- Logo
- Interactive map of the Stonewall House area

General information
- Location: 112 Saint Edwards Street, Brooklyn, NY 11205
- Coordinates: 40°41′37″N 73°58′41″W﻿ / ﻿40.69361°N 73.97806°W
- Owner: BFC Partners

Technical details
- Floor count: 17
- Floor area: 124,500 square feet (11,570 m^{2})

Design and construction
- Architecture firm: Marvel

Website
- www.stonewallhousebk.com

= Stonewall House =

Housing development in Brooklyn, New York

Stonewall House is the first affordable, LGBTQ-friendly senior housing development in New York City.

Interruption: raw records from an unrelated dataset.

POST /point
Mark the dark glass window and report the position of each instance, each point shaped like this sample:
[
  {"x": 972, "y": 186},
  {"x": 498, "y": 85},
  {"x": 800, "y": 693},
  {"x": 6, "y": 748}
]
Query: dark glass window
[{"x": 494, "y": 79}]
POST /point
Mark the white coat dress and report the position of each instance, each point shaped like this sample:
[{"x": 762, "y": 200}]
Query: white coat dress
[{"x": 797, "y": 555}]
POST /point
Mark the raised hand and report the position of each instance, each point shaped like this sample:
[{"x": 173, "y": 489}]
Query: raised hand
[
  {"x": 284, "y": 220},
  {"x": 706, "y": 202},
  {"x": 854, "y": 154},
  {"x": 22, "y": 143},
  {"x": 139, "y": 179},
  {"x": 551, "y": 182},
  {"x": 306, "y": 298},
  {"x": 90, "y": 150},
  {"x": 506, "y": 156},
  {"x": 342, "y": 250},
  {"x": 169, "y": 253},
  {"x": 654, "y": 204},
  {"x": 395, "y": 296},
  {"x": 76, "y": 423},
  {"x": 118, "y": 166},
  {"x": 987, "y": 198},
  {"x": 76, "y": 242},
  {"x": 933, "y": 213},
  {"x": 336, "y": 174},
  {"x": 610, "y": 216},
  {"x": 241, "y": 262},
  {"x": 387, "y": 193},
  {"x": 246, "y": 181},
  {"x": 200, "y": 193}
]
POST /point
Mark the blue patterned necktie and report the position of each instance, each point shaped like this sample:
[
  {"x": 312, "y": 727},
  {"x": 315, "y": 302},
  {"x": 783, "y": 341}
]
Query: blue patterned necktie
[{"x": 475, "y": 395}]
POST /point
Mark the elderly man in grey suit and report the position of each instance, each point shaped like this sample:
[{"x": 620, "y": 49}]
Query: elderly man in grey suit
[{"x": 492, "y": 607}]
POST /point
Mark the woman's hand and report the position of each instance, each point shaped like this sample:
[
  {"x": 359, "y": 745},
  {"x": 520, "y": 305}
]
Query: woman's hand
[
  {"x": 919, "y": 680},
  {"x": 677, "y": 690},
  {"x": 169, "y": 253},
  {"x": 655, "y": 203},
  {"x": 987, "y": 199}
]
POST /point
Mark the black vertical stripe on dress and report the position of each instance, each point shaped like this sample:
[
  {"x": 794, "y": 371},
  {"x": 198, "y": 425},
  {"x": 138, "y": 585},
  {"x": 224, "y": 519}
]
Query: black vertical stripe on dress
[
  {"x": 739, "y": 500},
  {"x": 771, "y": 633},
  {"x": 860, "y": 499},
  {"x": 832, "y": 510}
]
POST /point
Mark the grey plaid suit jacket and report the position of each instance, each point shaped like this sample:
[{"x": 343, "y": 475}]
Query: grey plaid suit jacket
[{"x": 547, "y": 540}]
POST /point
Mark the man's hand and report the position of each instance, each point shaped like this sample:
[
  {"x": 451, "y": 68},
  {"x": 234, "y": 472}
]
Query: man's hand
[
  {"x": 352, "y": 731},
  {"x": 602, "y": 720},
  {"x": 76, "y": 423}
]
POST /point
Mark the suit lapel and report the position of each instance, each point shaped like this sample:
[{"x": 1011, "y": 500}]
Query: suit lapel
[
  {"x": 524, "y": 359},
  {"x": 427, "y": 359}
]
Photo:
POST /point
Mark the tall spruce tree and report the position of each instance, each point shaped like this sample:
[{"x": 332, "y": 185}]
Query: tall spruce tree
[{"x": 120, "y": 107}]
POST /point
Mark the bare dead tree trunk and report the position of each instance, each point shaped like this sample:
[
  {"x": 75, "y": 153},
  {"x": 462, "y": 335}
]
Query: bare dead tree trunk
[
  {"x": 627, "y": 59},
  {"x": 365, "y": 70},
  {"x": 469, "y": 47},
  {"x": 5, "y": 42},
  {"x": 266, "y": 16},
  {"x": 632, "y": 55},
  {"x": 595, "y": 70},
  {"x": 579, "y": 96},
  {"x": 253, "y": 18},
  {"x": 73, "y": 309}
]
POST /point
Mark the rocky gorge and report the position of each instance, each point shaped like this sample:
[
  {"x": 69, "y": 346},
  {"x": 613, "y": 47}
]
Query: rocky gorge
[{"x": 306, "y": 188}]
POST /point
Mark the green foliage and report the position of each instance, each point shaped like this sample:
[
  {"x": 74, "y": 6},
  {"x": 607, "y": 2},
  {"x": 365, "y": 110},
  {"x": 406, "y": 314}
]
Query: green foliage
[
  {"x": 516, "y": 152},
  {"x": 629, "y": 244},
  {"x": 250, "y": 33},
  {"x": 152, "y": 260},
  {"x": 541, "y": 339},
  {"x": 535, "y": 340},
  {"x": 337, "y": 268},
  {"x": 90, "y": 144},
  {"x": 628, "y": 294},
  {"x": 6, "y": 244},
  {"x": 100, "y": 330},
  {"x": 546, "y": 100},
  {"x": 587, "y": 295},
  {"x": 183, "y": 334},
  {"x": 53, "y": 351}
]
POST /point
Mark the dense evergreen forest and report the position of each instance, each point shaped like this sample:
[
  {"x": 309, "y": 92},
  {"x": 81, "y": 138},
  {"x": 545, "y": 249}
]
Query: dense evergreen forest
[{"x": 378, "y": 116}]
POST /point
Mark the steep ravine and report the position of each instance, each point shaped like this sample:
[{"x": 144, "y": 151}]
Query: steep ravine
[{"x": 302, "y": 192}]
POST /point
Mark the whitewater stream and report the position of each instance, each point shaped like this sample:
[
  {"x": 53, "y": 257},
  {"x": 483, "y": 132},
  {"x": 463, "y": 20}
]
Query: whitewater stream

Located in the Fort Greene neighborhood of Brooklyn, it is the largest LGBT-friendly senior housing facility in the U.S. Stonewall House was opened in December 2019 by SAGE, an advocacy group for aging LGBTQ people.

==Building features==

The 17 story building contains 145 units: 54 studio apartments and 91 single bedroom apartments. The ground floor contains a community center called SAGE Center Brooklyn. The community center is 7000 sqft. The architect was Marvel and the owner is BFC Partners.

==Services==

The Stonewall House provides housing for adults age 62 or older who make less than or equal to half of the area's median income. Residents pay no more than 30 percent of their income for rent, due to the project-based Section 8 contract.

A community center is also run within the building. This community center hosts weekly movies, special events, field trips. The center also provides meals and activities for people over 60.